- Born: 30 March 1969 Nkwerre, Imo, Nigeria
- Died: 9 January 2023 (aged 53) Lagos, Nigeria
- Education: Oxford Brookes University
- Occupations: Filmmaker, lawyer, philanthropist
- Years active: 1986–2023
- Website: www.anyiam-osigwe.com

= Peace Anyiam-Osigwe =

Nigerian filmmaker (1969–2023)

Peace Anyiam-Osigwe MFR (previously Peace Anyiam-Fiberesima; 30 March 1969 – 9 January 2023) was a Nigerian filmmaker and entertainment executive who was called "the queen of Nollywood films". She was the founder of globally acclaimed film ceremony, Africa Movie Academy Awards. The Guardian documents that she pioneered the screening of Nollywood films at international film festivals. She directed the first music video of hip-hop sensation, P-Square. In 2012, she was bestowed a Member of the Order of the Federal Republic by the Nigerian government for her contribution to the entertainment industry. She was also a TED fellow.

==Early life==
Anyiam-Osigwe was born on 30 March. She is from the notable Osigwe Anyiam-Osigwe family in Nkwerre, Imo State. She is the only girl in a family of eight children. She has a degree in Law and political science from Oxford Brookes University.

==Career==
===Africa Movie Academy Awards===
Anyiam-Osigwe founded the Africa Film Academy, a body that governs the film ceremony since 2005. The award ceremony is reputed to be one of the most recognized awards for Africans in film-making. At the 10th edition, she stepped down as CEO of the AMAAs. In 2015, she began the AfricaOne initiative to commemorate Africans in the entertainment industry.

In 2020, she emerged as the National President of The Association of Movie Producers (AMP). This made her the seventh to hold that post succeeding Mr. Ralph Nwadike.

Anyiam Osigwe was the Initiator of 100 films project aimed at improving the quality of films produced in Nigeria.

As the President, she worked on building capacity of film producers in the country through seminars and trainings.

===Writing career===
Anyiam-Osigwe was an author of written poetry. She had three books to her credit. In an interview with Alana Herro, she described poetry as one of the avenues for expressing her perception and understanding of things around her. Prior to entering the university, she published a magazine, Clicks, specifically written to accommodate the black population in England. Her works are centered on advocacy causes.

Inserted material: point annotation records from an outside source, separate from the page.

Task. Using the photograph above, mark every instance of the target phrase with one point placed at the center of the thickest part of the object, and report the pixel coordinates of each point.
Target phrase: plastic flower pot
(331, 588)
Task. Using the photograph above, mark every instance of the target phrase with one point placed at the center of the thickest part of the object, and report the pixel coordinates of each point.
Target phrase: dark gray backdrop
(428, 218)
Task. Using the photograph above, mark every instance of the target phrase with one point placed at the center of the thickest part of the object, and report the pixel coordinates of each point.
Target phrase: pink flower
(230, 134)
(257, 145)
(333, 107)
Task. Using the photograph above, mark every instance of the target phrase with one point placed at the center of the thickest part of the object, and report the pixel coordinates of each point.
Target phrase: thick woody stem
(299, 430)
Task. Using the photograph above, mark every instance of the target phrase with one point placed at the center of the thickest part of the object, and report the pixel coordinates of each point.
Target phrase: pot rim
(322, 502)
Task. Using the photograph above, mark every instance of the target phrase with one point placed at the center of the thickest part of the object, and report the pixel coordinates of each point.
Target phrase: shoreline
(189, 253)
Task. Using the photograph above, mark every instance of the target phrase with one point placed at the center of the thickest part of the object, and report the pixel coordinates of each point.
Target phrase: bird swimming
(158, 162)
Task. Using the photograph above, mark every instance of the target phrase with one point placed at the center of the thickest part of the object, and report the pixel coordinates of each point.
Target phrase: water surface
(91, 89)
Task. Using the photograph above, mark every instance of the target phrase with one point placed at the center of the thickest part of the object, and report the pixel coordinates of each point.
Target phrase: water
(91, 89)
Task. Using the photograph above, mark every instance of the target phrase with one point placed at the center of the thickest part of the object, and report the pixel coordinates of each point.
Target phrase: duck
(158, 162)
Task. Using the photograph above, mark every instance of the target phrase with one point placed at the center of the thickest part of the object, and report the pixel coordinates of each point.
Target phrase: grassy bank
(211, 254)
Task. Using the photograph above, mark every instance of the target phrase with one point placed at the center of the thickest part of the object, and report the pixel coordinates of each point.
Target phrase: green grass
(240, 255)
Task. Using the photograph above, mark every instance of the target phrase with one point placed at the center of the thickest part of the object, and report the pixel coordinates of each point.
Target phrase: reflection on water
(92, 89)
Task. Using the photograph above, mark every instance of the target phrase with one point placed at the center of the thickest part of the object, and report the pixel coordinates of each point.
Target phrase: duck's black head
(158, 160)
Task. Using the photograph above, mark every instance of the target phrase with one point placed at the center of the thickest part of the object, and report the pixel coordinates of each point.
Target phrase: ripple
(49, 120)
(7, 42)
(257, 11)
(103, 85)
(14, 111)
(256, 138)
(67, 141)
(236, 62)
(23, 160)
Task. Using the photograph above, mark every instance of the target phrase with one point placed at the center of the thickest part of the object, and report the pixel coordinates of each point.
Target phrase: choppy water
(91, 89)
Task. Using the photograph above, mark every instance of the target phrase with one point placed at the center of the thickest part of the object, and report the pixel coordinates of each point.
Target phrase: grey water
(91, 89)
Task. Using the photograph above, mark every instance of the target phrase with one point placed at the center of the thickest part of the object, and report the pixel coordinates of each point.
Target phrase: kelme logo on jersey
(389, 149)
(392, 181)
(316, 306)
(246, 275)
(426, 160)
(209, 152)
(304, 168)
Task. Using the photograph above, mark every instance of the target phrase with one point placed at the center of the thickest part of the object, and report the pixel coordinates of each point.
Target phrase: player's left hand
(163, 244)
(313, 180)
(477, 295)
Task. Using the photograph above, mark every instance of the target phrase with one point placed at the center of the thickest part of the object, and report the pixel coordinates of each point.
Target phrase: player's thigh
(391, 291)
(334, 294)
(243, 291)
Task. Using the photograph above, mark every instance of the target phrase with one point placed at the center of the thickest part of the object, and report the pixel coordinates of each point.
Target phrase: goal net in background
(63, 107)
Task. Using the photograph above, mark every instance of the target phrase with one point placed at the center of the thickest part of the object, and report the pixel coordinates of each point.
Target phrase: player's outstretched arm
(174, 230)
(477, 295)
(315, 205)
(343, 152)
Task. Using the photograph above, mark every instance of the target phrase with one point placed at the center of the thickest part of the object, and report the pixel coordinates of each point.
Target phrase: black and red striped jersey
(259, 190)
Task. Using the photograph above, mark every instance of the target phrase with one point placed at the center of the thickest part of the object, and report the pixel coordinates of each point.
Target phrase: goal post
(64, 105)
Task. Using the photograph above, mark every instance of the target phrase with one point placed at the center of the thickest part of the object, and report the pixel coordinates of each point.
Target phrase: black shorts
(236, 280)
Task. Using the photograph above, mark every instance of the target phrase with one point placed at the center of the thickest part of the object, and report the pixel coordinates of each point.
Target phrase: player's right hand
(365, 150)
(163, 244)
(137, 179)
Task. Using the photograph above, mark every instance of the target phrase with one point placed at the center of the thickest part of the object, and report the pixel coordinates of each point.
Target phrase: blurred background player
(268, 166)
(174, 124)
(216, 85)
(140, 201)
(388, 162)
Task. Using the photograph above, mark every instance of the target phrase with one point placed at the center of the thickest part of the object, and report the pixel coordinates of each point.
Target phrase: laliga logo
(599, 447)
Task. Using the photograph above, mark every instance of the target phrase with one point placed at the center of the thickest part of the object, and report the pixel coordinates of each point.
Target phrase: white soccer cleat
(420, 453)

===Television and film director===
Anyiam-Osigwe career on television began with her discussion show, Piece off my mind, that focuses on people's reaction to societal issues that are not regularly seen in the mainstream media. Her talk show was centered on issues of advocacy for individuals that the society usually give little attention or neglected. She cited the African caste system, child trafficking and women equality as areas of interest to her in film and television. At the early stage of music duo, P-Square career, Anyiam-Osigwe was responsible for managing them. In 2016, she stated that she represents Somkele Iyamah.

==Personal life and death==
Her brother, Michael, who was killed in 2014 was the coordinator general of the Osigwe Anyiam-Osigwe Foundation, a non-profit organization that gives back to the Nigerian society. He was also director, Africa Institute for Leadership Research and Development and the consul general of Malawi to Nigeria. Her mother, Dorothy Chinyere Anyiam-Osigwe is a recipient of the Officer of the Order of the Niger honour by the then president, Olusegun Obasanjo for her philanthropic activities in Nigeria. She was separated from her husband.

Anyiam-Osigwe was in a coma since 7 January 2023, and died at St. Nicholas Hospital in Lagos on 9 January, at the age of 53.

==Awards==
In 2019, she was honoured with African Film Pioneer Award at the African Film Festival, TAFF.